Ci sono mille modi per ricordare Carlo Vanzina attraverso i suoi film. Con il fratello Enrico ne ha diretti più di sessanta. Vorrei ricordarne uno non particolarmente famoso, quello con la meravigliosa Virna Lisi che balla con suo figlio in Sapore di mare. Perché in quella scena, in un minuto c’è il vanzinismo. E cioè il modo di raccontare la realtà e i tempi che cambiano con la prospettiva dei signori. Non dei sociologi, non dei politologi, non degli economisti, ma con la prospettiva così rara del gentiluomo. Il ragazzo si vergogna di ballare con la mamma, non per l’età, ma perché i lenti non si ballano più. «Mamma com’era l’epoca tua?». E la Lisi risponde, come sapeva fare solo lei senza sembrare affettata e ridicola: «Mah, era diversa… ma non so, ci batteva il cuore… eh sì, mi sembrava di ricordare che ci batteva il cuore».
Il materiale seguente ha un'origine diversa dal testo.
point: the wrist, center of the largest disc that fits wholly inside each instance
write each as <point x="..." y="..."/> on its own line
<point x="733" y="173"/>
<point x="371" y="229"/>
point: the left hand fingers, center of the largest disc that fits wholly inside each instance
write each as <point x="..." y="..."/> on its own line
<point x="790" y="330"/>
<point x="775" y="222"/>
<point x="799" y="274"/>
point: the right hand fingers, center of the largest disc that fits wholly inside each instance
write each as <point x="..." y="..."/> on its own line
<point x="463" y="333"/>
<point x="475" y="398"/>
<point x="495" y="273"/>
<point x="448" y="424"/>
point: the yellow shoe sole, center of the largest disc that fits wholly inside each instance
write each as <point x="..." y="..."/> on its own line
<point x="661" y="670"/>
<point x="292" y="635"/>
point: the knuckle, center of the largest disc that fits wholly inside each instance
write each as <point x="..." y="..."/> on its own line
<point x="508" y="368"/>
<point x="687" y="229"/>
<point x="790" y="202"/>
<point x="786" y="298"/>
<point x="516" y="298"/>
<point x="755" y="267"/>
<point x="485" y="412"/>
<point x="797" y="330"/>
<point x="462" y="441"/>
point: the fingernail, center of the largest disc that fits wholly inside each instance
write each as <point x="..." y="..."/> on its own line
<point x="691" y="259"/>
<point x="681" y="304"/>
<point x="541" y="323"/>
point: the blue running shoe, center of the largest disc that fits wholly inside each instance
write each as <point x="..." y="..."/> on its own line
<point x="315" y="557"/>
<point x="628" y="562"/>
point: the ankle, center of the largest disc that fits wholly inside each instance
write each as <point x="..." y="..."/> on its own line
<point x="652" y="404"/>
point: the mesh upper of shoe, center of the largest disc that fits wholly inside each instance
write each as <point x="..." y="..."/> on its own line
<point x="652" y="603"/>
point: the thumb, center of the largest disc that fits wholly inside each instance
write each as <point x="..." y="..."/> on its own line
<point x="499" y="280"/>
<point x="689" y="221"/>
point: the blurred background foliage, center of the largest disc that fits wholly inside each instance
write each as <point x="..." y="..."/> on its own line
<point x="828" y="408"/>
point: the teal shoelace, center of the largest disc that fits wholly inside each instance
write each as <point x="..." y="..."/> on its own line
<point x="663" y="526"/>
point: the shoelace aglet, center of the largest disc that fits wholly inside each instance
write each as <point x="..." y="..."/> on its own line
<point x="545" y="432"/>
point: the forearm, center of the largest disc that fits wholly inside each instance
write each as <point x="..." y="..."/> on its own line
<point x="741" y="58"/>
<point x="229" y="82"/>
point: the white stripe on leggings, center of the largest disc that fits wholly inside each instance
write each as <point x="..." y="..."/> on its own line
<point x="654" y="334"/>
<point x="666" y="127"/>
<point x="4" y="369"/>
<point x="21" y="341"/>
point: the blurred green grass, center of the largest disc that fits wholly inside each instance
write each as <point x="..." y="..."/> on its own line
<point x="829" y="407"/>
L’ultima volta che ho visto Carlo con suo fratello Enrico era a Matrix, più di un anno fa. Li ho voluti a tutti i costi, per celebrare in tv ciò che loro avevano celebrato in una mostra e cioè il loro papà Steno. Abbiamo ballato un lento per quasi un’ora. In cui Carlo ed Enrico si passavano la palla delicatamente. In cui ricordavano Steno, dimenticando sé stessi. Per chi fa il nostro mestiere, cioè in fondo il giornalista, è raro incontrare un Signore. La fama, il successo, la rilevanza per cui i media ti cercano, in genere, non sempre per carità, confligge con il garbo di carattere, con i modi semplici e antichi di un gentiluomo. Carlo era soprattutto questo. La discrezione dei Vanzina (in Carlo accompagnata dalla vitalità della sua fantastica moglie) era ciò che ha permesso loro di raccontare gli eccessi del nostro tempo con tanta pungente precisione.
Non c’è un luogo della ricchezza italiana e internazionale che lui non conoscesse. Perché era nel suo sangue. E per questo ne aveva assimilato i sapori, senza farsi vincere dalle apparenze. Come un signore, ha accettato per anni di essere considerato un regista di serie B, solo perché i suoi film guadagnavano un mucchio di quattrini e non si mischiava al coro dei direttori politicamente corretti.
Un liberale, che ha amato i radicali, con padre malagodiano. Come poteva d’altronde essere accettato dal nostro circoletto Verdurin. Anche se proprio a Carlo, e anche a Enrico, non si può certo attribuire quella magnifica freddura di madame di Guermantes: «Purtroppo nella vita mondana, come in quella politica, le vittime sono così vili che non si può, prima o poi, non perdonare i loro carnefici».
I Vanzina, Carlo, non si sono mai messi nella condizione di vittime, hanno sempre giocato in un altro girone: quello dei gentiluomini.